Via Aemilia is in red, and the Via Postumia in light blue.

There is a final footnote for making in England. In 1677 Thomas Mace commented in Musick’s Monument that: “Next, what Wood is Best for the Ribbs. The Air-wood is absolutely the Best. And next to that, Our English Maple. But there are very Good Lutes of several Woods; as Plum-Tree, Pear-Tree, Yew, Rosemary-Air, Ash, Ebony and Ivory &c. The two last (though most Costly, and Taking to a common Eye) are the worst.” Here the implication must be that the “Air-wood” (think of how the Germans pronounce Ahorn, and additionally the furniture trade calls figured maple veneers hair-wood), is imported. I will write about this presently, and about what we know of spruce being imported down the Rhine via the markets in Cologne for English use, but it seems that we should not be surprised when we see the kind of maple we associate with Italian instruments on some early English viols and violins. Edward Brown had written the book for the advancement of science, knowledge and commerce, so the intention of writing even the smallest passing comment came with the intention of passing this information to the entities that could use it. We get appreciably closer in understanding that the work was published by Benjamin Tooke, at the sign of the Ship in St Paul’s Churchyard, a prolific publisher of theatre and song in the Restoration period. The tantalising possibility of a physical connection to the instrument makers of St Paul’s Churchyard including Barak Norman and Edward Lewis is something we can simply dwell upon.
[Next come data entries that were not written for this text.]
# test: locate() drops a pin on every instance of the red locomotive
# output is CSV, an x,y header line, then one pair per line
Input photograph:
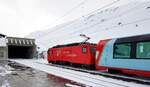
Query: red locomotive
x,y
129,55
76,54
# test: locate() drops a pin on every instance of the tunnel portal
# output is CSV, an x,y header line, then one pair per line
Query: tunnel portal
x,y
21,48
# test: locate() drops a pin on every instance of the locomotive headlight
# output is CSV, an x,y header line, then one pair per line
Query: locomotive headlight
x,y
97,53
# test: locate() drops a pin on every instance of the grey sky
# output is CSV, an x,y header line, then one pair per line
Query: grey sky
x,y
21,17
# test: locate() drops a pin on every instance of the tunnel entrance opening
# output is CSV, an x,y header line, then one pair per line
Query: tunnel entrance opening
x,y
25,52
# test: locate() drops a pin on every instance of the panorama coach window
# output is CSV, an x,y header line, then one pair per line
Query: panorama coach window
x,y
122,50
143,50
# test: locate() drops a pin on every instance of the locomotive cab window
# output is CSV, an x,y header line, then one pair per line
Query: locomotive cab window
x,y
84,50
93,50
143,50
122,50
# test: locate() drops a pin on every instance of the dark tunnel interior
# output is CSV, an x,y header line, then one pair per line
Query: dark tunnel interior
x,y
25,52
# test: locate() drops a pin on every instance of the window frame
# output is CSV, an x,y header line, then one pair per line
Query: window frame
x,y
136,49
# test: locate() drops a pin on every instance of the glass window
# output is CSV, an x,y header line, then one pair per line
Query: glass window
x,y
122,50
143,50
93,50
84,50
1,54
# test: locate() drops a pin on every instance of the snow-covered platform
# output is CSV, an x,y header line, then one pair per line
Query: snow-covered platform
x,y
77,76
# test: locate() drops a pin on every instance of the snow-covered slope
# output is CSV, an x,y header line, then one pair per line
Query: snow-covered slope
x,y
117,21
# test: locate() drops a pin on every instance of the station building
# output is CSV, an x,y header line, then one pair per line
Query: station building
x,y
15,47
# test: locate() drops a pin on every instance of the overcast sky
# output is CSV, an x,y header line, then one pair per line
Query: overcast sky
x,y
21,17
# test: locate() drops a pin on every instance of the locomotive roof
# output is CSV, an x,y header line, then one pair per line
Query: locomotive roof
x,y
145,37
73,44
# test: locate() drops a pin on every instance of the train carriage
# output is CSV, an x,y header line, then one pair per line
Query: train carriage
x,y
130,55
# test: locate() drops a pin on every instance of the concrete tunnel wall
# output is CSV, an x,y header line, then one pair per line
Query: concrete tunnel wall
x,y
21,48
21,51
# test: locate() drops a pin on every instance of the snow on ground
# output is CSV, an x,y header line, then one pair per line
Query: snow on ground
x,y
4,71
116,21
80,77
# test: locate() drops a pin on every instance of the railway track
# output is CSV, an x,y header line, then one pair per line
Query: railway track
x,y
136,79
79,76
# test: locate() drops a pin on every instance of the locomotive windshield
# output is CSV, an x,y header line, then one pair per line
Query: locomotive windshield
x,y
93,50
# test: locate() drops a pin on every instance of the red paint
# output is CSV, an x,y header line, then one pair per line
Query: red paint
x,y
73,54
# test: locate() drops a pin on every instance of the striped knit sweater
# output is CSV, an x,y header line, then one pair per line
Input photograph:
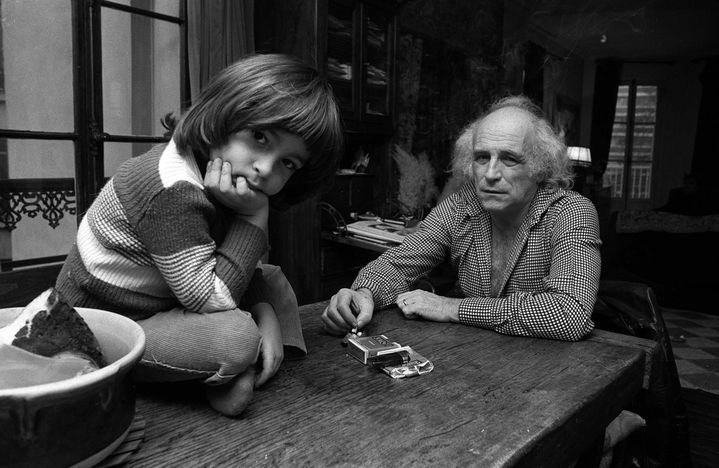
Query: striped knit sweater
x,y
152,240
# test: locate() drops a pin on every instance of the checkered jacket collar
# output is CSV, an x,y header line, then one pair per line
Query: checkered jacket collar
x,y
470,204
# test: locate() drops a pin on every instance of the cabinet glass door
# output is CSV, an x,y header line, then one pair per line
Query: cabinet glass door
x,y
340,53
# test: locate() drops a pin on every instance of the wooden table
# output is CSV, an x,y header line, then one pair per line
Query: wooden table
x,y
492,400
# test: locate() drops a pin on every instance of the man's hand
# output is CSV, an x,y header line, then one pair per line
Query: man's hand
x,y
348,309
427,305
250,205
271,349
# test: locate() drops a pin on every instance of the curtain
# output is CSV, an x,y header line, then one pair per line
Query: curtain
x,y
606,85
219,32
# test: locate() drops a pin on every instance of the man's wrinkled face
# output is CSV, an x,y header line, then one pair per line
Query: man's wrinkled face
x,y
502,175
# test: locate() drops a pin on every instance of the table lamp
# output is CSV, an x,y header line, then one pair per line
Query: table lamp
x,y
579,155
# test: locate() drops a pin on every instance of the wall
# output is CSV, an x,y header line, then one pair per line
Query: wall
x,y
449,67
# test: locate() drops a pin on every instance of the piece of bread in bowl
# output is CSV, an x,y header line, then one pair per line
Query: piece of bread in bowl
x,y
51,327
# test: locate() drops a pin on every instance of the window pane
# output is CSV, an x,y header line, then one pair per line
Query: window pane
x,y
620,112
646,105
643,143
36,91
619,142
117,153
640,180
38,208
340,50
141,72
377,64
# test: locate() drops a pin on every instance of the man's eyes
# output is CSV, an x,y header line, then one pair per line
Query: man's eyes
x,y
507,159
481,158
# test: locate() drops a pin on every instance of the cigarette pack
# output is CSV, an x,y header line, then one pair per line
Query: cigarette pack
x,y
364,347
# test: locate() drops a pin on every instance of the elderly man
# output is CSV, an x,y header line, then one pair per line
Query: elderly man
x,y
524,247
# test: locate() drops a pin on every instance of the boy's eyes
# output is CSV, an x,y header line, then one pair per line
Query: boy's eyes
x,y
259,136
290,164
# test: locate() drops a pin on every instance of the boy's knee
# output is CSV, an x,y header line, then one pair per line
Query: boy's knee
x,y
236,347
277,283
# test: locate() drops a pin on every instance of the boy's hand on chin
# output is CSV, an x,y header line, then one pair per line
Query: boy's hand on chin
x,y
249,204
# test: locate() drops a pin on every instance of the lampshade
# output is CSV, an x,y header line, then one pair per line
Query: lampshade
x,y
579,155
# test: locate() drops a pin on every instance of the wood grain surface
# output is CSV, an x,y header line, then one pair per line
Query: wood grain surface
x,y
492,400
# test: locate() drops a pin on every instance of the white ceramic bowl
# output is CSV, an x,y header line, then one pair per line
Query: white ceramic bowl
x,y
77,421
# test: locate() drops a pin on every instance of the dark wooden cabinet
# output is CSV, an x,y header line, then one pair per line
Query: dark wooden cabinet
x,y
353,43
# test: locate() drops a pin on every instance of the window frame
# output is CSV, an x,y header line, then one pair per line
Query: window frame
x,y
89,136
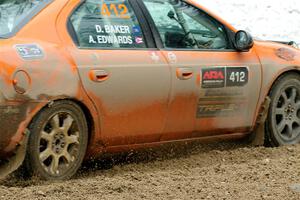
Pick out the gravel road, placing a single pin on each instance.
(228, 170)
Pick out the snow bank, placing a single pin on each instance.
(266, 19)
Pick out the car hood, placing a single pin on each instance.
(287, 52)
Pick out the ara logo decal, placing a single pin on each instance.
(220, 77)
(29, 51)
(213, 77)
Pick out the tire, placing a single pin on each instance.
(57, 142)
(283, 123)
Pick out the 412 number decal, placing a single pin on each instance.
(236, 76)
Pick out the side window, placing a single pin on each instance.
(183, 26)
(107, 24)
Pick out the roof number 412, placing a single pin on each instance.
(118, 10)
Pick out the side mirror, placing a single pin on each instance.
(243, 41)
(171, 14)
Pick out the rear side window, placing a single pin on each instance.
(16, 13)
(107, 24)
(183, 26)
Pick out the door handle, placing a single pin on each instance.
(98, 75)
(184, 73)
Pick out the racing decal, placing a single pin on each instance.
(220, 77)
(172, 58)
(213, 77)
(236, 76)
(154, 56)
(136, 30)
(118, 10)
(139, 40)
(224, 93)
(29, 51)
(106, 35)
(219, 110)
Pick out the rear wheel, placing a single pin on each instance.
(57, 142)
(283, 124)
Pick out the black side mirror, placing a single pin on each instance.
(171, 14)
(243, 41)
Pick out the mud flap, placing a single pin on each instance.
(257, 138)
(13, 163)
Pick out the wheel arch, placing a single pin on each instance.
(266, 93)
(90, 120)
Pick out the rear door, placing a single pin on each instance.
(214, 88)
(122, 72)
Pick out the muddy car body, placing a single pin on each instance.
(119, 79)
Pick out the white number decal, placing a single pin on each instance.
(238, 77)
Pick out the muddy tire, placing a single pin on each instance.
(283, 123)
(57, 143)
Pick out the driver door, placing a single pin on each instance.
(214, 88)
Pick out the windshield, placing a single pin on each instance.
(15, 13)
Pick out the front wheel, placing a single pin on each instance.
(58, 141)
(283, 124)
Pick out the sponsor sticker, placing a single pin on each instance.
(154, 56)
(139, 40)
(172, 57)
(29, 51)
(220, 77)
(237, 76)
(136, 30)
(219, 110)
(213, 77)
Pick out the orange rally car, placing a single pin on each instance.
(80, 78)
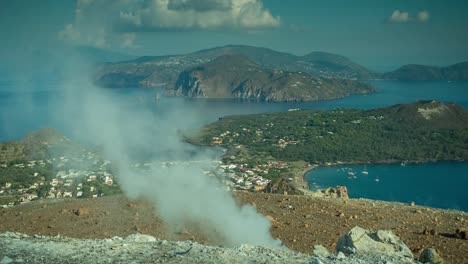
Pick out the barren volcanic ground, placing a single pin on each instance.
(299, 221)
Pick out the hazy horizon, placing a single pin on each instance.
(379, 36)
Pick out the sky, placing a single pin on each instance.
(381, 34)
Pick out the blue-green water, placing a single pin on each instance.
(442, 185)
(28, 106)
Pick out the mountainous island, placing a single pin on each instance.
(235, 76)
(163, 71)
(418, 132)
(416, 72)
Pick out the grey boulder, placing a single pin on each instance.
(361, 241)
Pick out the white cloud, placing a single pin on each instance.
(201, 14)
(100, 23)
(128, 40)
(423, 16)
(399, 16)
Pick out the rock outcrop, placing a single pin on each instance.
(139, 248)
(234, 76)
(431, 256)
(333, 192)
(362, 241)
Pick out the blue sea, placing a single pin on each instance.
(441, 185)
(27, 106)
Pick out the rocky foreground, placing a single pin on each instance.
(138, 248)
(299, 221)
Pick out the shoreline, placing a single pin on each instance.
(301, 178)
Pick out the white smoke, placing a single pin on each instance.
(182, 193)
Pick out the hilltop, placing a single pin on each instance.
(234, 76)
(163, 71)
(457, 71)
(299, 221)
(40, 144)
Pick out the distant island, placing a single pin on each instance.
(163, 71)
(425, 131)
(236, 76)
(415, 72)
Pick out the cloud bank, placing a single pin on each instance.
(399, 16)
(99, 23)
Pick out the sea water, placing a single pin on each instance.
(441, 185)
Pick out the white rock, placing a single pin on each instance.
(362, 241)
(320, 251)
(6, 260)
(140, 238)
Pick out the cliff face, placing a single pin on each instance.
(163, 71)
(234, 76)
(457, 71)
(36, 145)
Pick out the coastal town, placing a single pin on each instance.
(72, 177)
(61, 177)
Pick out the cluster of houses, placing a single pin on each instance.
(66, 182)
(243, 177)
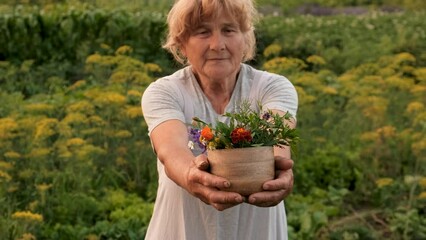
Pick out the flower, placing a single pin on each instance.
(246, 128)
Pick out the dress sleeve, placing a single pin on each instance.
(162, 101)
(279, 93)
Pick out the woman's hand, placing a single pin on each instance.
(205, 186)
(279, 188)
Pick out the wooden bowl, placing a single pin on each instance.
(246, 168)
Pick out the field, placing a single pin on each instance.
(76, 161)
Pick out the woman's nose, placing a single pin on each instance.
(217, 41)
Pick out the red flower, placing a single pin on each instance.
(240, 135)
(207, 133)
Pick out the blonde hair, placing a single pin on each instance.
(186, 15)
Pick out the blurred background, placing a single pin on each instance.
(76, 161)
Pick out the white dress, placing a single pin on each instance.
(177, 214)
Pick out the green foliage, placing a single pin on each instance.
(76, 161)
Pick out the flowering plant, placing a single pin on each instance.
(247, 128)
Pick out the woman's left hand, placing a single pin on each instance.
(279, 188)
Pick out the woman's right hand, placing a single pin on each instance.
(205, 186)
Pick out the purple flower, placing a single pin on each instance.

It is certain however that some of the viols with dense backs and sides of highly figured wood that compares to Italian, especially in Barak Norman’s works, also have very plain necks and scrolls of a less dense English maple, and this seems to be on purpose to keep the instruments as light as possible and yet as visually (and perhaps acoustically) optimal as they could be. Whilst we can’t be certain whether they were finding wood from the Italian or German sides of the alps, both seem to be a possibility, and within the understanding of English makers during this period. With this in mind, we can equally ask these questions of Dutch makers, and others outside of Northern Italy who seem to consistently find wood that neat kind of acer that is so typical for Cremonese work.

Benjamin Tooke published numerous editions for the poet (and miniature painter) Thomas Flatman, as well many of Thomas Shadwell’s Restoration plays.